As previously mentioned, there was a tremendous real estate slump after the 1906 earthquake, in fact Alamitos Heights founder Frank Shaw ended up committing suicide because of financial problems. Earlier, his sanity had been questioned at a trial -- the only reason for the trial being his faith that the Alamitos Heights area could be successfully developed. But by 1920 development of Alamitos Bay was in full swing again, and that marshy area between Alamitos Bay and Alamitos Heights was filled in to create the community we know as Belmont Shore. This is how an article in the Long Beach Press described the area in November 1923:

“Those who held onto their property on Alamitos Heights during the real estate slump see it now as the future exclusive ultra-restricted residence district of the city -- a Montecito, or a Beverly Hills. The highest elevation of the heights is ninety-two feet, which is close to the site where Clyde Doyle, prominent attorney, will build a $22,000 ($190,000) Spanish style home next spring. Irregular slopes and elevations add much to the hillside architecture. The hill stands out, not so much by reason of its height, but because its foot slopes rapidly down to tide water level on the west and south. This level within a few months will become a developed city park (Recreation Park) with a 1200-foot lake on the immediate west and a channel 80 feet wide and a half-mile long. To the northwest side are the municipal golf course & the picturesque eucalyptus grove of Recreation Park.

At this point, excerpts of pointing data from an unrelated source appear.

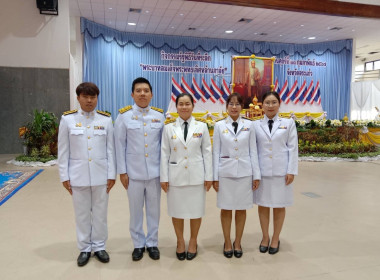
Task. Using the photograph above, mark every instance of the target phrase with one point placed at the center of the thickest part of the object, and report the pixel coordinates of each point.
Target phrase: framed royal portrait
(252, 76)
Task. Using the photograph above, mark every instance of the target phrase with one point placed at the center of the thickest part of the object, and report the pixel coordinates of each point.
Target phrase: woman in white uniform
(236, 171)
(186, 172)
(277, 146)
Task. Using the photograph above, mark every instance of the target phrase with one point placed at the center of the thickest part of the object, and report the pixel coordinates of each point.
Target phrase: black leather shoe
(238, 253)
(181, 256)
(83, 258)
(264, 249)
(227, 254)
(102, 256)
(154, 253)
(190, 256)
(138, 253)
(273, 251)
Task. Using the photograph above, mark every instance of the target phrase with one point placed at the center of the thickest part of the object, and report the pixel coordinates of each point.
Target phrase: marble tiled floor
(334, 235)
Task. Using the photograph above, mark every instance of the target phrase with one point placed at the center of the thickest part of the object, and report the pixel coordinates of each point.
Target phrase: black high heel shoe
(238, 253)
(227, 254)
(264, 249)
(181, 256)
(273, 251)
(191, 256)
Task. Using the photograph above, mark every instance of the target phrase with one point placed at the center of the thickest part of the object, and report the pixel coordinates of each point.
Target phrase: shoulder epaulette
(125, 109)
(69, 112)
(201, 120)
(103, 113)
(222, 118)
(170, 121)
(157, 109)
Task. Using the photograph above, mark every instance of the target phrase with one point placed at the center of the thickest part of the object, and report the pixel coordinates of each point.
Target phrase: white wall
(28, 39)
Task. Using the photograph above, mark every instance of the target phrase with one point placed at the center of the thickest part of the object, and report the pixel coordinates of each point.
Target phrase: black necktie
(235, 124)
(185, 131)
(270, 124)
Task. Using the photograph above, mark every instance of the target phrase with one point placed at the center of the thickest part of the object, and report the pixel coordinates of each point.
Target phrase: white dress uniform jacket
(137, 140)
(278, 150)
(235, 155)
(86, 154)
(186, 163)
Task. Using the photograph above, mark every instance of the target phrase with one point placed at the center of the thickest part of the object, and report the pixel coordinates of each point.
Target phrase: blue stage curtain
(112, 61)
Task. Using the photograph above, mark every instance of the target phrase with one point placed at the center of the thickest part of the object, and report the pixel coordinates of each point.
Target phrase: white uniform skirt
(273, 193)
(186, 202)
(235, 193)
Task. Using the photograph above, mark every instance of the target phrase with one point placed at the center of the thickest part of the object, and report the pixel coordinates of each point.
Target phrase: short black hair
(141, 80)
(274, 93)
(87, 88)
(232, 95)
(182, 95)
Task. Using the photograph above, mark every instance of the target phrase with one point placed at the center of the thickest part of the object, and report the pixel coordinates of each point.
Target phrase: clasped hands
(165, 185)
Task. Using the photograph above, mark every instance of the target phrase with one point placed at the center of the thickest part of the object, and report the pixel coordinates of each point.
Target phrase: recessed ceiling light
(134, 10)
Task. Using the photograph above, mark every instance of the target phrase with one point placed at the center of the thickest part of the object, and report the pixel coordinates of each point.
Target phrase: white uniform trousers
(148, 191)
(90, 206)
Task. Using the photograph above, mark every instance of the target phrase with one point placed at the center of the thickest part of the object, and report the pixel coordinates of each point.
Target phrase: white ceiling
(175, 17)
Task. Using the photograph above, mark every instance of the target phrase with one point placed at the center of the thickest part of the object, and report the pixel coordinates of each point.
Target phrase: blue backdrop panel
(112, 61)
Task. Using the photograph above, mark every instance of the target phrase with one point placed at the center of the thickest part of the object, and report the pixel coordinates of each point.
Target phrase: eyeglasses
(234, 104)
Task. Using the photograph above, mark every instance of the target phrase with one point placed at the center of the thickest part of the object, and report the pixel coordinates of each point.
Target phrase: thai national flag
(276, 86)
(176, 89)
(314, 94)
(291, 93)
(284, 91)
(207, 91)
(225, 89)
(217, 92)
(300, 93)
(188, 90)
(197, 90)
(308, 91)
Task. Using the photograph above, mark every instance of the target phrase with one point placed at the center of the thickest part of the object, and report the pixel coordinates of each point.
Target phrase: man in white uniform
(138, 130)
(87, 169)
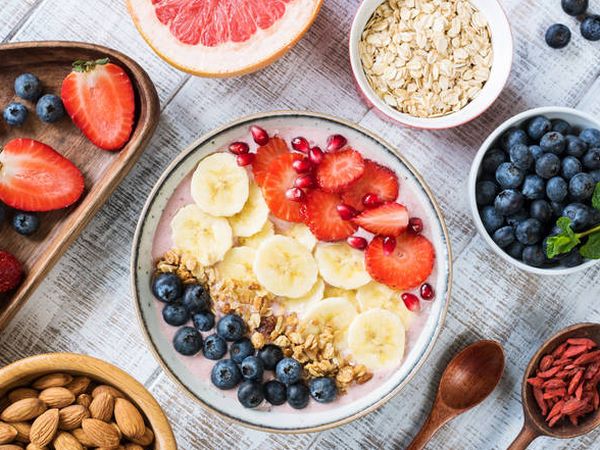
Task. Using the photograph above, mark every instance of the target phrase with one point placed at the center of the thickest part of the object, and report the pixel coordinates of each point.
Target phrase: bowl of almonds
(73, 402)
(431, 64)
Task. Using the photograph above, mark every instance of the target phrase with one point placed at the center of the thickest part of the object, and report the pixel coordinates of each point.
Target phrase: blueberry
(270, 355)
(581, 186)
(529, 231)
(187, 341)
(28, 87)
(288, 371)
(492, 219)
(558, 35)
(590, 27)
(49, 108)
(541, 210)
(231, 327)
(275, 392)
(509, 176)
(504, 236)
(547, 165)
(538, 126)
(204, 321)
(240, 349)
(509, 202)
(175, 314)
(196, 298)
(225, 374)
(15, 114)
(534, 187)
(214, 347)
(298, 395)
(323, 389)
(167, 287)
(252, 368)
(557, 189)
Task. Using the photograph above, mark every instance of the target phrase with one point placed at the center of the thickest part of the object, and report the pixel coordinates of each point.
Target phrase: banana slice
(205, 237)
(253, 216)
(219, 186)
(237, 264)
(377, 295)
(376, 339)
(341, 265)
(284, 267)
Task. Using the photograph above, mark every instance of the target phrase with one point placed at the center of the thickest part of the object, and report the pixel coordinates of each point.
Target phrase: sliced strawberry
(321, 216)
(339, 169)
(279, 177)
(265, 155)
(34, 177)
(99, 98)
(409, 265)
(376, 179)
(389, 219)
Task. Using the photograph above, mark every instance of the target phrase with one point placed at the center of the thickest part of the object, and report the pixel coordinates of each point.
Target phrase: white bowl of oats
(430, 64)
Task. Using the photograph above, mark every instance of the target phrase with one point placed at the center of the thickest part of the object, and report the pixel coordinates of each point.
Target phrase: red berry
(259, 135)
(357, 242)
(239, 148)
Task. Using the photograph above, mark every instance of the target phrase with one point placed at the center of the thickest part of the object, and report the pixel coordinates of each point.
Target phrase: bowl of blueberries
(534, 190)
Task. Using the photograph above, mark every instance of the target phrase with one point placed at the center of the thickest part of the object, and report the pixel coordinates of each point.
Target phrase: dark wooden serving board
(103, 171)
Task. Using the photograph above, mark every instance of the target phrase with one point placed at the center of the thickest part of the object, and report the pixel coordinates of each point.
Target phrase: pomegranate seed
(245, 159)
(389, 245)
(346, 212)
(301, 144)
(427, 292)
(357, 242)
(259, 135)
(335, 142)
(315, 155)
(371, 200)
(415, 224)
(302, 165)
(239, 148)
(411, 301)
(294, 194)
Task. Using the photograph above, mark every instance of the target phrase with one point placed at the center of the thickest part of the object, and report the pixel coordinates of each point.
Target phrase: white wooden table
(85, 304)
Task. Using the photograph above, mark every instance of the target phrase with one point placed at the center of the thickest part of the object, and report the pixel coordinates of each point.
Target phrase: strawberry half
(279, 177)
(376, 179)
(34, 177)
(409, 265)
(389, 219)
(99, 97)
(321, 215)
(338, 170)
(265, 156)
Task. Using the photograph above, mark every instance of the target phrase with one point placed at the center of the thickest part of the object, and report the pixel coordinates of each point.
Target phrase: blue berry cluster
(533, 175)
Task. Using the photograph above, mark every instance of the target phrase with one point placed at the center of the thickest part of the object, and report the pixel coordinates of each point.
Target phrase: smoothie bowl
(291, 271)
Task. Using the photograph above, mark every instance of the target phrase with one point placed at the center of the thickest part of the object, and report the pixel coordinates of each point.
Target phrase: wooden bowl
(24, 371)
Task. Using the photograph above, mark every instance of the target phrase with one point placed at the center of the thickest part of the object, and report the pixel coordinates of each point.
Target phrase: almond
(101, 433)
(44, 428)
(23, 410)
(102, 407)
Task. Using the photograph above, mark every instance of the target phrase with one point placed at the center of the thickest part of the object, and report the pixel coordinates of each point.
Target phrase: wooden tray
(103, 171)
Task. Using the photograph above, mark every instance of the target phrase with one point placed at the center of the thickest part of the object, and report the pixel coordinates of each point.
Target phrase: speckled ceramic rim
(553, 112)
(248, 120)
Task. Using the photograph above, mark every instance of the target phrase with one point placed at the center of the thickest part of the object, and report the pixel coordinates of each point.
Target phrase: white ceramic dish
(502, 45)
(142, 268)
(574, 117)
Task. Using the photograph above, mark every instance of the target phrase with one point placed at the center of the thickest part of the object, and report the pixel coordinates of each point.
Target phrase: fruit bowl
(192, 373)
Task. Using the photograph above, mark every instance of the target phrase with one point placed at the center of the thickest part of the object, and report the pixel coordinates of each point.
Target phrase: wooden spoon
(534, 425)
(470, 377)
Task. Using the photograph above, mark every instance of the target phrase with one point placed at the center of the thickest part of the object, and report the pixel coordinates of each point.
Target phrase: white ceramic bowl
(575, 118)
(502, 45)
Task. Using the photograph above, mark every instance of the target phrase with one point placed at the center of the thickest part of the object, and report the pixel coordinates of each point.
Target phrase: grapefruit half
(220, 38)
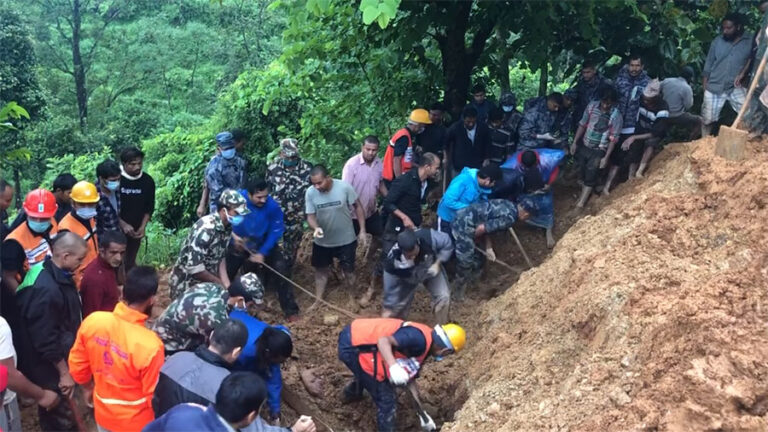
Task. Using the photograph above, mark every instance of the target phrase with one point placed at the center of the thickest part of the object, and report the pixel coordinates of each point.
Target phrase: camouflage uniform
(204, 247)
(288, 187)
(189, 320)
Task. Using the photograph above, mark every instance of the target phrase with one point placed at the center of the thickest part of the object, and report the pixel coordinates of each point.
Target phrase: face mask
(229, 153)
(39, 227)
(86, 213)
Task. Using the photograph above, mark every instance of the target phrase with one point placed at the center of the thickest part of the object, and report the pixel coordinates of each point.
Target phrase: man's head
(112, 247)
(62, 186)
(238, 136)
(478, 94)
(258, 191)
(488, 175)
(69, 251)
(635, 65)
(6, 195)
(555, 101)
(588, 71)
(240, 397)
(470, 117)
(232, 207)
(228, 340)
(141, 288)
(320, 178)
(108, 173)
(496, 117)
(436, 111)
(370, 148)
(732, 26)
(133, 160)
(274, 345)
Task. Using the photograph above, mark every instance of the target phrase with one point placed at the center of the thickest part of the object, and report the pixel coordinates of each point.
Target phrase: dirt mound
(648, 316)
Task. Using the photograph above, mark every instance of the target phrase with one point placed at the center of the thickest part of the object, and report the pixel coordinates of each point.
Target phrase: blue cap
(225, 140)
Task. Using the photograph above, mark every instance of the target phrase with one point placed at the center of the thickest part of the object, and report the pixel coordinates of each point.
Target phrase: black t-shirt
(137, 198)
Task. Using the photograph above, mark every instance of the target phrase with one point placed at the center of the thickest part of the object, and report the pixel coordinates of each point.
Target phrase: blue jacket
(248, 362)
(263, 226)
(463, 191)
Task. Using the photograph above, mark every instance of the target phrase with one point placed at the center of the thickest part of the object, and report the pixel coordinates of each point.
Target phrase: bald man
(50, 316)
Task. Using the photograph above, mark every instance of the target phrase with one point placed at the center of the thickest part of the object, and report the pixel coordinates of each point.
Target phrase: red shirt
(98, 288)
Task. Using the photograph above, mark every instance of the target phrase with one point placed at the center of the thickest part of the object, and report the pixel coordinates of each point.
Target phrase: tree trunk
(81, 91)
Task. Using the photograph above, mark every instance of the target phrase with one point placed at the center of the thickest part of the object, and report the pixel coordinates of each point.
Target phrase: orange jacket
(124, 359)
(70, 223)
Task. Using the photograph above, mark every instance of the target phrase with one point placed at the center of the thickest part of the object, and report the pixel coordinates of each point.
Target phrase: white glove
(491, 254)
(434, 269)
(428, 425)
(398, 375)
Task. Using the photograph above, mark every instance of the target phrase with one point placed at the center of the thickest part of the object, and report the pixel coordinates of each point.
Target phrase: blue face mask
(39, 226)
(86, 213)
(228, 153)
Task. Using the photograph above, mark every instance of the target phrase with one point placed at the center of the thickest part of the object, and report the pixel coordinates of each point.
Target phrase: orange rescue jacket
(365, 333)
(124, 358)
(88, 233)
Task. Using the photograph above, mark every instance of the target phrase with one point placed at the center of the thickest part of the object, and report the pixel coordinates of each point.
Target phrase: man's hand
(66, 385)
(49, 400)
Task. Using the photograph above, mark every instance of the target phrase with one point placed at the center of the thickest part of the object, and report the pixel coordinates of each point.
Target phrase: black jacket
(50, 316)
(463, 152)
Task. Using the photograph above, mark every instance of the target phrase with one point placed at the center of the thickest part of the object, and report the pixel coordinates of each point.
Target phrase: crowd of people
(76, 306)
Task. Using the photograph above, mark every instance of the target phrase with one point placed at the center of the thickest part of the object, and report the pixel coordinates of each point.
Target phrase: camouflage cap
(233, 199)
(289, 147)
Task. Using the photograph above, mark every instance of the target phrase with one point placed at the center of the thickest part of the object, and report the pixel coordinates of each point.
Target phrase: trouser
(132, 247)
(382, 392)
(276, 260)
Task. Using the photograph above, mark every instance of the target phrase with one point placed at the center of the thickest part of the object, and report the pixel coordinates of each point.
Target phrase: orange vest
(388, 171)
(36, 246)
(365, 333)
(70, 223)
(124, 359)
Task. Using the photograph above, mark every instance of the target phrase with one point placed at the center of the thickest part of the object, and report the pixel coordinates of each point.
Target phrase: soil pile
(648, 316)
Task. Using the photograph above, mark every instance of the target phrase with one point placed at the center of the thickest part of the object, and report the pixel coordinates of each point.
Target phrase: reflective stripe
(119, 401)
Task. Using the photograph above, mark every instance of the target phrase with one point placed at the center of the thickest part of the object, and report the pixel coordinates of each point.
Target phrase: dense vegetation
(98, 75)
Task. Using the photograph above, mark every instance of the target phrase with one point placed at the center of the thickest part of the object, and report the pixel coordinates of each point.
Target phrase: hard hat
(420, 115)
(40, 203)
(84, 192)
(455, 335)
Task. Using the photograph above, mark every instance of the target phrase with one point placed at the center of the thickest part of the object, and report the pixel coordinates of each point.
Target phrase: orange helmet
(40, 203)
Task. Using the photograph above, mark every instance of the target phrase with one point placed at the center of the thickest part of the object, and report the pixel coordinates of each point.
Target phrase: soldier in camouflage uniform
(188, 321)
(289, 178)
(201, 258)
(225, 171)
(476, 221)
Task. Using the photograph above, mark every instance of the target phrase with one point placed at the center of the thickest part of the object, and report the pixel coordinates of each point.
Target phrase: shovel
(731, 142)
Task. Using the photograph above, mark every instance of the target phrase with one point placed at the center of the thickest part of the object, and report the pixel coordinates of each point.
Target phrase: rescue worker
(202, 256)
(266, 349)
(117, 359)
(82, 221)
(289, 178)
(386, 352)
(416, 259)
(400, 156)
(189, 320)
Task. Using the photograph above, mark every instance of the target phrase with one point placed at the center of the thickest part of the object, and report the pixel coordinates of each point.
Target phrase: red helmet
(40, 203)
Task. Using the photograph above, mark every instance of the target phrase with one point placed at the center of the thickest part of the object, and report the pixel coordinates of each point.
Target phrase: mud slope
(650, 314)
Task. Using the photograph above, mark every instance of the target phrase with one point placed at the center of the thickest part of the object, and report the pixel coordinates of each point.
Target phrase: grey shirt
(725, 60)
(677, 94)
(332, 210)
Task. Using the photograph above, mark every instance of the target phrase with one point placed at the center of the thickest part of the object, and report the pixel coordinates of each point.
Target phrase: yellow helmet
(455, 335)
(84, 192)
(420, 115)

The city has already made ambitious plans for the development of park thoroughfares in which the heights will directly benefit. Colorado Street will cross the channel on a viaduct beneath which will be the dam that will impound the proposed lake lying north of it.

A quarter of a mile further north, Sixth Street will cross the same channel, which then will be the north limit of the lake, and will continue on to Manila avenue, to be a 60-foot boulevard on the east side of the heights.

Seventh Street, it is planned, will also cut directly through the park and across the tract. Provision will be made for a road extending Fourth Street around the lake and cutting it up again with a continuation of the street through the tract.

The Alamitos Heights Improvement association, which at the present time is made up of about 35 property owners, has arranged that the district be included in the Naples - Alamitos Bay -State Street annexation election called for November 9th. If approved Long Beach will proceed to lay sidewalks and curbs, and to oil and gravel the six miles of laid-out streets in the tract and to restore the ten-year-old water mains now in a sad state of dilapidation. In this connection, the district has arranged for telephone conduits underground and gas extensions, both in the alleys.

The heights are bounded on the north and northwest by Hathaway Avenue (PCH today), plans for the development of which call for an 80 foot boulevard into State Street with which it connects.”

The 14 lots, advertised as Lakeview Terrace, began sales in January 1924 with parcels starting at $5000 (about $48,000 in today’s dollars). But things were to change--on June 23, 1921 oil was discovered on Signal Hill. A rush for oil and wealth began immediately. In 1926 it appeared that Alamitos Heights was a good prospect for black gold. Lots that had sold for $5000 ($48,000) two years earlier were snapped up for $80,000 ($742,000) or more. Though some locals tried to keep out the oil interests, they were not successful. In 1927 all of Alamitos Heights was open for oil drilling. Most people avoided settling in the area because it was continually sprayed by oil from successful wells. However, by 1931, as the oil boom slowed, homes began to be built in the area once again. During the depression and World War II little housing was built anywhere, but in the 1950’s a housing boom hit all of America. It was during this time that many of the homes in the section of the Heights near 7th St. and Bellflower Blvd. were constructed. Since then, oil and homes have lived side by side, but gradually oil is losing out to housing.